Transfer technique — trying again
I’ve tried this transfer technique before, with limited success. I’d call this limited success as well, but I’ve got a few ideas about what I’ve done right and what I’ve done wrong. That’s progress.
I made a psd file with 4 images from 2 pages of my insect book (see here and here) and reversed the image so that the lettering would transfer right-way around. I printed the image on JetPaper — I have some from way back, so I think it’s the right stuff — on my Epson 88+ inkjet printer. Following instructions from the Yahoo group Inkjet Transfers, I trimmed the image and used a 1-inch foam brush to cover both the image and the receiving paper (Arches Text Wove in my journal) with a coat of Golden Fluid Matte Medium. Then I put the image face down on the page and rubbed the back with a bone folder for awhile. When I pulled up the image, some of the image came up with the paper and some of the paper stayed on the page. I was able to rub off some of the paper that stayed immediately, and some more a little later when everything wasn’t so wet — using a wet finger.
Even now, 5 hours after I made the transfer, and after I’ve photographed it for the blog, I find that I’m able to rub up a little more of the grayish white paper that was covering the image.

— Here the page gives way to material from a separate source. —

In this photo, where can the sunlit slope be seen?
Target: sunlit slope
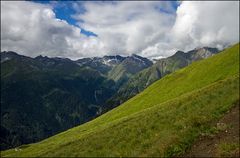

I was also interested in what happened when I painted and wrote over the transfer and the matte medium. Arches Text Wove is a nubbly kind of paper, but I’ve come to like — or at least understand — the sizing. Where there was matte medium the ink — sumi — was laid down more smoothly but the hairlines were thicker and I had to write fairly quickly to avoid pooling ink. Where there was just paper, less ink came out of the pen onto the paper and I had to write more slowly. I drew a red line of colored pencil indicating where the matte medium stopped. The same was true with the Zig Millennium marker write above it; there was no ink flow problem, but the line was smoother over the matte medium than directly on the paper.+
Interesting. A lot of this I already knew, but doing it again brings a more immediate knowledge than the filed-away kind of knowledge. I want to try this some more transfer and some more matte medium.
Left-handed writing and a low-key 3-color palette
I’ll never be able to write left-handed. It’s amazing how different a metal #5 Mitchell roundhand pen feels in my left hand, compared to how it feels in my right hand. My son walked by as I was trying this, and told me that I was holding the pen much further back on the staff than I do with my right hand. So I choked up on the pen and it went a little better, but it was difficult just to get the whole width of the chisel down on the paper at once.
The watercolor palette is all Winsor-Newton:
- Rose Madder (Alizarin)
- Prussian Blue
- Terre Verte
Doodling
Here’s something I started last semester as homework in my Drawing II class. From time to time I’ve added to it, and I did a little more today. It’s a piece of drawing paper 18″ x 24″ (you only see half of it in this photo) we were given and told to doodle upon throughout the semester. When I complained that it was difficult to doodle in the middle of a sheet of paper that large, the instructor said we could fold it if we liked. So I folded my sheet into the one-page book structure that was the subject of my January 1 post. Which is why you can only see half of it.